The statement said the e-Voke license was granted "recently", and a spokesman told Reuters it was issued "towards the end of last year".
Many experts think e-cigarettes, which heat nicotine-laced liquid into an inhalable vapor, are a lower-risk alternative to smoking, but since they are relatively new products, there is little long-term evidence on their safety.
Public Health England, the government's public health agency, has said it considers e-cigarettes to be at least 95 percent safer than tobacco cigarettes, which cause lung cancer and many other diseases and kill half of all those who use them.

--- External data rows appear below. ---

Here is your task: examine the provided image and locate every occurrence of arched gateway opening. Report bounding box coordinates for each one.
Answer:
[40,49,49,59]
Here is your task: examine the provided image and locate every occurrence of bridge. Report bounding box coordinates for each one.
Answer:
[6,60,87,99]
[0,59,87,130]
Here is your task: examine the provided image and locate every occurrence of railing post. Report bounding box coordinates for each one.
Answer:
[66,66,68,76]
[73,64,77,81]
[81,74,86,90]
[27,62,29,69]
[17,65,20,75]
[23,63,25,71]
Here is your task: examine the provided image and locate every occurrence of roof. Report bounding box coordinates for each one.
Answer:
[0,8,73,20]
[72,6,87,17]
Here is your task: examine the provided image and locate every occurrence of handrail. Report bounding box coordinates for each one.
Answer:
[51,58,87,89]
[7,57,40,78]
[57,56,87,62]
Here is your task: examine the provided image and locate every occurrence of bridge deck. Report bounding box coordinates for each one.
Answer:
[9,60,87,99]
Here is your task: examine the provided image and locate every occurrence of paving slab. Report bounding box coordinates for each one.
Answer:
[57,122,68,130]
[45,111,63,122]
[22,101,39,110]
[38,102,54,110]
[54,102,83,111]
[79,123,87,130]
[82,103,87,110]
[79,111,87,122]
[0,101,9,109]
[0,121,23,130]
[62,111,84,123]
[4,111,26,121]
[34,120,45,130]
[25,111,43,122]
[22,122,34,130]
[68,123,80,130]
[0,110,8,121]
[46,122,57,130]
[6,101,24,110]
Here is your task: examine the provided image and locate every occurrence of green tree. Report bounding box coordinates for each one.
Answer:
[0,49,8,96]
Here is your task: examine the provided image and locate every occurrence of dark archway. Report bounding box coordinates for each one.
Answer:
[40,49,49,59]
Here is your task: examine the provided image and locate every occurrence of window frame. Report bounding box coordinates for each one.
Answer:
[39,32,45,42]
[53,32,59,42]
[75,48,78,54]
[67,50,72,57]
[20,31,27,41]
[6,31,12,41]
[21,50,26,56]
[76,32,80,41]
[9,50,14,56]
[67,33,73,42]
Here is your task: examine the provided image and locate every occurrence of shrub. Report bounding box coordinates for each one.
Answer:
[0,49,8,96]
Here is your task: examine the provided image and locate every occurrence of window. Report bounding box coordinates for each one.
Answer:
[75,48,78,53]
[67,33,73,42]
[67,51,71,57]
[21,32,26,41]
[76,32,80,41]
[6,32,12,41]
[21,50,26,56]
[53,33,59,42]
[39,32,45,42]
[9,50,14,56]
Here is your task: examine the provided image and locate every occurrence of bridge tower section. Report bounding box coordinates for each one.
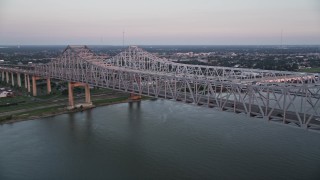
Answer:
[68,82,93,109]
[1,71,5,81]
[6,71,9,84]
[17,73,21,87]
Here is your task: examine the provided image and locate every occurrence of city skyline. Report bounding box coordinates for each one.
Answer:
[0,0,320,45]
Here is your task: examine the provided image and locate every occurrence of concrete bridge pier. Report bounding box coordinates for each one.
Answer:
[24,74,28,89]
[6,72,9,84]
[1,71,5,81]
[32,76,40,96]
[11,72,14,86]
[47,78,51,94]
[17,73,21,87]
[67,82,92,109]
[27,75,31,93]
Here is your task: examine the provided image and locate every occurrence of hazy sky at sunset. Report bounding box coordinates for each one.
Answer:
[0,0,320,45]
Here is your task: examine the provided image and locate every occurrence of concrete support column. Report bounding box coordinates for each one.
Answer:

BAT said in a statement on its website it is "currently evaluating plans to commercialise" e-Voke, which uses cartridges containing pharmaceutical grade nicotine.
More than 2 million adults use e-cigarettes in Britain, about a third of whom are ex-smokers and two-thirds current smokers, according to the charity Action on Smoking and Health.
Big tobacco firms, including BAT, Philip Morris International, Japan Tobacco and Imperial Tobacco Group, are jostling for position in the emerging vaping market, which is estimated at around $7 billion for 2015.
The MHRA said it would "continue to encourage companies to voluntarily submit medicines license applications for e-cigarettes and other nicotine containing products as medicines" and hoped to see more e-cigarettes and next generation nicotine delivery products submit applications in future.